[PATCH] D125485: [ArgPromotion] Unify byval promotion with non-byval

Fri Jun 24 03:15:57 PDT 2022

psamolysov marked 14 inline comments as done.
psamolysov added a comment.

@nikic Thank you very much for the review and comments, I've addressed almost all of them and asked a pair of questions about alignment check for loads in the `HandleEndUser` lambda. Could you have a look and give your answers?

================
Comment at: llvm/lib/Transforms/IPO/ArgumentPromotion.cpp:326
+                                    return Res + ArgParts.second.size();
+                                  }));
+
----------------
nikic wrote:
> I doubt this code is performance-critical enough to need this accumulate + reserve :)
I agree, removed this `accumulate` and `reserve`.

================
Comment at: llvm/lib/Transforms/IPO/ArgumentPromotion.cpp:376

-    // Otherwise, if we promoted this argument, then all users are load
-    // instructions (with possible casts and GEPs in between).
+    // Cleanup the code from the dead instructions: GEPs and BitCasts in between
+    // the original argument and its users: loads and stores. Retarget every
----------------
nikic wrote:
> This comment looks a bit out of place, as this closure doesn't remove any dead instructions itself.
Thank you. I've moved the comment just before the dead code elimination loop.

================
Comment at: llvm/lib/Transforms/IPO/ArgumentPromotion.cpp:401
+        Value *TheAlloca = GetAlloca(Ptr);
+        IRBuilder<NoFolder> LIRB(LI);
+        Instruction *NewLI = LIRB.CreateAlignedLoad(LI->getType(), TheAlloca,
----------------
nikic wrote:
> It's possible to reuse one IRBuilder instance using `IRB.SetInsertPoint()`.
I wasn't aware about this method, thanks!

================
Comment at: llvm/lib/Transforms/IPO/ArgumentPromotion.cpp:431
+    for (const auto &Pair : OffsetToAlloca) {
+      if (isAllocaPromotable(Pair.second))
+        Allocas.push_back(Pair.second);
----------------
nikic wrote:
> Can we `assert(isAllocaPromotable())` here? I think that by design, we should only produce promotable allocas.
I've added the assertion for `isAllocaPromotable`.

================
Comment at: llvm/lib/Transforms/IPO/ArgumentPromotion.cpp:443-444
+    // succeed.
+    DominatorTree DT(*NF);
+    PromoteMemToReg(Allocas, DT, &AC);
   }
----------------
aeubanks wrote:
> creating the DominatorTree should go through something like
> `function_ref<DominatorTree &(Function &F)> DTGetter`, see `AARGetter`.
> 
> but we run SROA (including mem2reg) right after argpromotion, is there a reason to run mem2reg here rather than leave it for the function simplification pipeline? then we wouldn't need to worry about AssumptionCache/DominatorTree here since they're purely used for mem2reg
About running `mem2reg` in the pass. I tried to remove the `mem2reg` and run a few tests with `opt -O3` (and adding the `noinline` attribute for the callee before), and see that the almost of the code of the callees is optimized out, so the idea just to remove the `mem2reg` call from the pass looks suitable. 

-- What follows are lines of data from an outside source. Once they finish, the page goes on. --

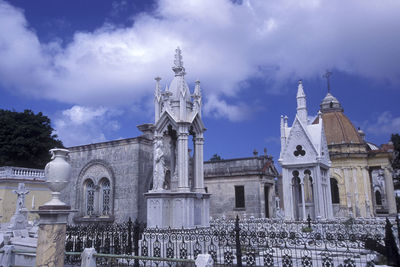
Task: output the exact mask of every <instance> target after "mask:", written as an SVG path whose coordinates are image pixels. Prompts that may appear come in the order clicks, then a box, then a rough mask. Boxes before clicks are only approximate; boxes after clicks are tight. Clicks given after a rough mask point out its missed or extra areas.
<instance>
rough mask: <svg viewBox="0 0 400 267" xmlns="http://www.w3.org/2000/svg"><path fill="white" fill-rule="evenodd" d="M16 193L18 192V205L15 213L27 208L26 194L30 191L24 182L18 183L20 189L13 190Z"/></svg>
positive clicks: (18, 188)
mask: <svg viewBox="0 0 400 267" xmlns="http://www.w3.org/2000/svg"><path fill="white" fill-rule="evenodd" d="M13 192H14V193H15V194H17V207H16V209H15V214H20V212H21V210H22V209H25V208H26V207H25V195H27V194H28V193H29V190H26V189H25V184H24V183H19V184H18V189H17V190H13Z"/></svg>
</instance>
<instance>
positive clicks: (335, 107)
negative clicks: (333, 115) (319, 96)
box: [319, 93, 343, 113]
mask: <svg viewBox="0 0 400 267" xmlns="http://www.w3.org/2000/svg"><path fill="white" fill-rule="evenodd" d="M319 106H320V107H321V112H322V113H324V112H329V111H343V108H342V105H340V102H339V101H338V100H337V99H336V97H334V96H333V95H331V93H328V94H327V95H326V96H325V98H324V99H323V100H322V102H321V104H320V105H319Z"/></svg>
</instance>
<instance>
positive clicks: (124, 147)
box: [62, 49, 278, 227]
mask: <svg viewBox="0 0 400 267" xmlns="http://www.w3.org/2000/svg"><path fill="white" fill-rule="evenodd" d="M172 70H173V73H174V78H173V79H172V82H171V83H170V84H169V86H166V88H165V90H161V85H160V81H161V78H156V89H155V98H154V99H155V121H154V124H151V123H148V124H143V125H139V126H138V128H139V130H140V131H141V132H142V133H143V134H142V135H141V136H138V137H135V138H128V139H122V140H115V141H108V142H102V143H95V144H89V145H81V146H76V147H70V148H68V149H69V151H70V153H69V162H70V164H71V166H72V174H71V181H70V183H69V184H68V186H67V187H66V188H65V190H64V191H63V192H62V199H63V200H65V201H67V202H68V203H71V206H72V207H73V208H74V209H76V210H77V212H75V213H74V214H72V215H70V218H69V222H70V223H89V222H101V221H103V222H125V221H127V220H128V219H129V217H131V218H132V219H133V220H135V219H136V218H137V219H138V220H140V221H147V223H148V226H159V227H167V226H171V227H182V226H184V227H193V226H198V225H208V221H209V218H210V217H221V216H222V214H221V213H220V212H219V211H220V210H221V209H222V208H226V207H227V202H226V201H225V202H220V201H219V200H218V199H217V198H216V199H210V194H209V193H211V196H212V194H220V191H218V190H217V188H216V187H215V185H216V183H217V181H218V180H219V181H220V183H226V182H227V178H228V177H229V176H230V177H231V178H232V179H231V180H230V181H231V182H230V183H232V184H231V185H232V186H231V187H229V190H228V187H227V188H226V190H225V189H224V190H223V191H224V195H226V196H229V199H234V198H236V199H241V198H243V197H244V196H243V194H246V196H245V198H246V202H245V203H247V204H246V206H245V207H240V208H236V207H234V206H232V207H230V208H229V211H227V213H226V215H232V216H234V215H235V214H240V213H247V214H249V215H253V216H257V217H258V216H273V213H274V206H273V205H274V203H275V202H274V197H275V194H274V193H273V192H274V178H276V177H277V175H278V174H277V171H276V169H275V167H274V166H273V161H272V158H271V157H265V158H257V159H251V160H247V161H249V162H245V161H246V160H242V159H235V160H232V161H230V163H229V164H230V165H232V164H233V165H235V164H236V166H239V165H241V164H247V167H244V168H242V169H241V170H240V172H237V171H236V172H231V170H233V167H234V166H233V165H232V166H230V167H229V168H228V169H229V170H227V171H229V172H230V174H229V175H225V174H224V173H221V172H220V170H218V171H217V172H215V173H214V174H211V172H212V170H213V169H214V168H218V166H222V165H224V163H223V162H219V163H214V162H206V163H204V160H203V144H204V131H205V127H204V125H203V122H202V119H201V106H202V95H201V89H200V82H199V81H196V82H195V88H194V90H193V93H191V92H190V90H189V87H188V84H187V83H186V81H185V79H184V77H185V68H184V67H183V61H182V56H181V51H180V49H177V51H176V56H175V61H174V65H173V67H172ZM191 147H192V148H193V149H191ZM234 162H236V163H234ZM225 164H227V163H226V162H225ZM229 164H228V165H229ZM217 165H218V166H217ZM204 169H206V170H207V171H206V173H208V174H210V175H211V176H209V177H207V178H206V179H204ZM210 170H211V172H210ZM236 170H238V169H237V168H236ZM232 175H233V176H232ZM241 179H242V180H243V181H240V180H241ZM232 181H235V182H234V183H233V182H232ZM208 184H210V185H208ZM235 186H238V188H239V187H242V188H243V190H244V191H243V190H242V191H240V189H238V190H239V191H240V192H239V191H238V190H236V189H235V188H236V187H235ZM207 190H208V193H207ZM264 190H266V192H267V193H264ZM245 192H246V193H245ZM255 192H256V193H257V196H253V193H255ZM265 196H267V202H268V204H264V203H265V201H266V200H265V199H266V198H265ZM238 201H239V200H238ZM250 204H251V206H250ZM252 205H264V206H263V208H262V209H260V208H256V209H254V208H253V207H252ZM265 205H267V206H268V208H267V209H266V208H265ZM209 206H210V207H211V213H209V208H208V207H209Z"/></svg>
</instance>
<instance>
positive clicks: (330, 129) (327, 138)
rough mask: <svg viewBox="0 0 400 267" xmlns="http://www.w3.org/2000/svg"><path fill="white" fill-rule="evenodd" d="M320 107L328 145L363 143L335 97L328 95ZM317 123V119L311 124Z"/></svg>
mask: <svg viewBox="0 0 400 267" xmlns="http://www.w3.org/2000/svg"><path fill="white" fill-rule="evenodd" d="M320 106H321V112H322V114H321V116H322V121H323V123H324V130H325V136H326V141H327V143H328V145H332V144H363V143H364V141H363V139H362V138H361V136H360V134H359V133H358V131H357V130H356V128H355V127H354V125H353V124H352V123H351V121H350V120H349V118H347V116H346V115H345V114H344V113H343V108H342V106H341V105H340V103H339V101H338V100H337V99H336V97H334V96H333V95H331V94H330V93H328V94H327V95H326V97H325V98H324V99H323V100H322V102H321V105H320ZM318 121H319V118H318V117H317V118H316V119H315V121H314V122H313V123H314V124H316V123H318Z"/></svg>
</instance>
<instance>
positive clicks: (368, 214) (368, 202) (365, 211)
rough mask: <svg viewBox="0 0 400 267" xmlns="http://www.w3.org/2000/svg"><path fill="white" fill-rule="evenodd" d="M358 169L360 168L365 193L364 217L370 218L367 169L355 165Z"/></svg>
mask: <svg viewBox="0 0 400 267" xmlns="http://www.w3.org/2000/svg"><path fill="white" fill-rule="evenodd" d="M357 168H358V169H359V170H361V172H362V175H363V184H364V194H365V217H367V218H370V217H371V204H370V200H369V193H368V191H369V189H370V188H369V186H368V185H369V183H368V182H367V176H368V170H367V167H364V168H361V167H357Z"/></svg>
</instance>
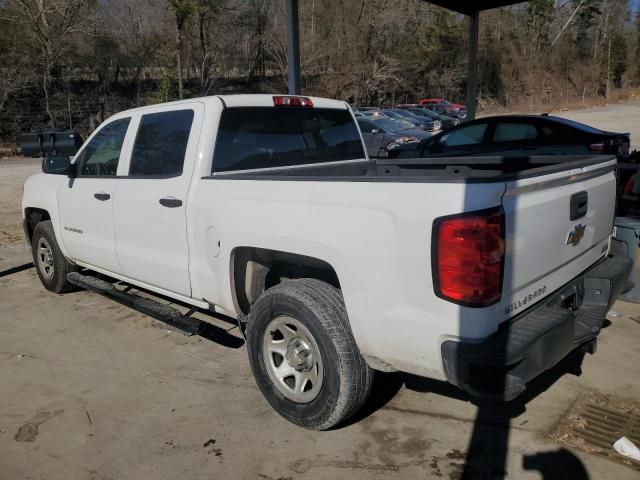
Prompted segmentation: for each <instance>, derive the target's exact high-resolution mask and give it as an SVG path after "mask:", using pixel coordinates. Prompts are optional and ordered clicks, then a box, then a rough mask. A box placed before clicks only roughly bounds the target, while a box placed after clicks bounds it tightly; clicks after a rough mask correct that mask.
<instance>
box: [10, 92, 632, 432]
mask: <svg viewBox="0 0 640 480" xmlns="http://www.w3.org/2000/svg"><path fill="white" fill-rule="evenodd" d="M49 143H51V142H49ZM48 148H49V151H51V152H53V154H52V155H48V156H47V157H45V159H44V160H43V173H41V174H37V175H34V176H32V177H30V178H29V179H28V180H27V182H26V184H25V188H24V198H23V203H22V212H23V214H24V226H25V232H26V235H27V238H28V239H29V241H30V242H31V245H32V251H33V259H34V263H35V266H36V268H37V272H38V275H39V277H40V279H41V281H42V283H43V285H44V287H45V288H47V289H48V290H51V291H53V292H58V293H62V292H66V291H68V290H70V289H71V288H72V287H73V286H74V285H84V283H83V280H82V279H83V277H85V276H86V275H87V274H88V273H87V272H98V274H102V275H106V276H108V277H109V278H114V279H117V280H120V281H124V282H127V283H128V284H130V285H133V286H136V287H138V288H141V289H146V290H148V291H151V292H155V293H157V294H160V295H162V296H164V297H168V298H170V299H173V300H175V301H176V302H182V303H184V304H187V305H190V306H193V307H194V308H198V309H206V310H210V311H212V312H214V311H215V312H219V313H224V314H226V315H229V316H232V317H233V318H234V319H238V322H239V326H240V327H241V329H242V331H243V333H244V334H245V336H246V347H247V351H248V356H249V362H250V365H251V368H252V371H253V374H254V376H255V380H256V382H257V384H258V387H259V388H260V389H261V391H262V393H263V394H264V396H265V397H266V399H267V400H268V401H269V403H270V404H271V405H272V406H273V408H274V409H275V410H276V411H277V412H278V413H279V414H281V415H282V416H284V417H285V418H287V419H288V420H290V421H291V422H294V423H296V424H298V425H301V426H304V427H307V428H311V429H317V430H322V429H328V428H330V427H333V426H334V425H337V424H339V423H340V422H342V421H344V420H345V419H347V418H348V417H350V416H351V415H353V414H354V413H355V412H356V411H358V409H359V408H360V407H361V406H362V405H363V403H364V402H365V401H366V399H367V397H368V395H369V393H370V390H371V386H372V380H373V374H374V371H376V370H379V371H386V372H391V371H400V372H408V373H411V374H415V375H420V376H424V377H430V378H433V379H438V380H443V381H448V382H450V383H452V384H454V385H457V386H458V387H460V388H461V389H463V390H465V391H466V392H468V393H470V394H472V395H474V396H476V397H481V398H492V399H498V400H503V401H508V400H511V399H513V398H515V397H517V396H518V395H520V394H521V393H522V392H523V391H524V390H525V388H526V384H527V382H529V381H530V380H531V379H532V378H534V377H536V376H537V375H539V374H540V373H542V372H543V371H545V370H547V369H549V368H551V367H553V366H554V365H555V364H556V363H558V362H559V361H560V360H561V359H562V358H563V357H565V356H566V355H568V354H569V353H570V352H572V351H574V350H577V349H584V350H587V351H590V352H591V353H593V351H594V347H595V341H596V338H597V336H598V334H599V332H600V329H601V327H602V323H603V319H604V318H605V316H606V312H607V310H608V309H609V307H610V306H611V305H612V303H613V302H614V301H615V299H616V298H617V296H618V295H619V294H620V293H621V291H622V290H623V289H624V288H626V286H627V279H628V275H629V272H630V269H631V267H632V263H631V261H630V260H628V259H627V257H626V256H615V255H612V254H611V253H610V252H611V251H612V249H610V242H611V240H610V237H611V233H612V223H613V217H614V207H615V195H616V177H615V174H614V167H615V165H616V160H615V158H613V157H611V158H609V157H602V156H599V157H591V156H583V157H551V156H546V157H527V158H511V159H505V158H500V157H473V158H471V157H469V158H465V157H457V158H437V159H397V160H378V161H372V160H369V159H368V158H367V155H366V151H365V149H364V146H363V142H362V137H361V135H360V131H359V129H358V124H357V122H356V119H355V117H354V115H353V113H352V111H351V109H350V108H349V106H348V105H347V104H346V103H344V102H340V101H336V100H327V99H322V98H313V97H300V96H287V95H276V96H272V95H237V96H212V97H206V98H198V99H193V100H185V101H180V102H174V103H167V104H161V105H155V106H149V107H143V108H137V109H133V110H129V111H125V112H122V113H119V114H117V115H114V116H113V117H111V118H109V119H108V120H107V121H105V122H104V123H103V124H102V125H101V126H100V127H99V128H98V129H97V130H96V131H95V132H94V133H93V134H92V135H91V136H90V137H89V138H88V139H87V140H86V142H84V144H83V145H82V146H81V147H80V149H79V150H78V151H77V154H76V155H74V156H73V157H68V156H65V155H60V152H58V154H57V155H56V147H55V145H53V144H51V145H49V147H48ZM85 283H86V282H85Z"/></svg>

@nikic what is your opinion? Should we call the `mem2reg` inside the argument promotion pass or let the compilation pipeline call it?

P.S. I'm also planning to add the `Dead Argument Elimination` pass into the pipeline after landing this patch because `mem2reg` after new argument promotion leaves unused arguments.

================
Comment at: llvm/lib/Transforms/IPO/ArgumentPromotion.cpp:443-444
+    // succeed.
+    DominatorTree DT(*NF);
+    PromoteMemToReg(Allocas, DT, &AC);
   }
----------------
psamolysov wrote:
> aeubanks wrote:
> > creating the DominatorTree should go through something like
> > `function_ref<DominatorTree &(Function &F)> DTGetter`, see `AARGetter`.
> > 
> > but we run SROA (including mem2reg) right after argpromotion, is there a reason to run mem2reg here rather than leave it for the function simplification pipeline? then we wouldn't need to worry about AssumptionCache/DominatorTree here since they're purely used for mem2reg
> About running `mem2reg` in the pass. I tried to remove the `mem2reg` and run a few tests with `opt -O3` (and adding the `noinline` attribute for the callee before), and see that the almost of the code of the callees is optimized out, so the idea just to remove the `mem2reg` call from the pass looks suitable. 
> 
> @nikic what is your opinion? Should we call the `mem2reg` inside the argument promotion pass or let the compilation pipeline call it?
> 
> P.S. I'm also planning to add the `Dead Argument Elimination` pass into the pipeline after landing this patch because `mem2reg` after new argument promotion leaves unused arguments.
@aeubanks Thank you for the suggestion about `DTGetter`. 
 Unfortunately, I cannot get why the `DTGetter` should be used. As I get, `AARGetter` is a wrapper over the `FAM.getResult<AAManager>(F)` for the new PM and is just an instance of the `LegacyAARGetter` class for the legacy PM. It's goal is to give the correct AAR depending on the used pass manager.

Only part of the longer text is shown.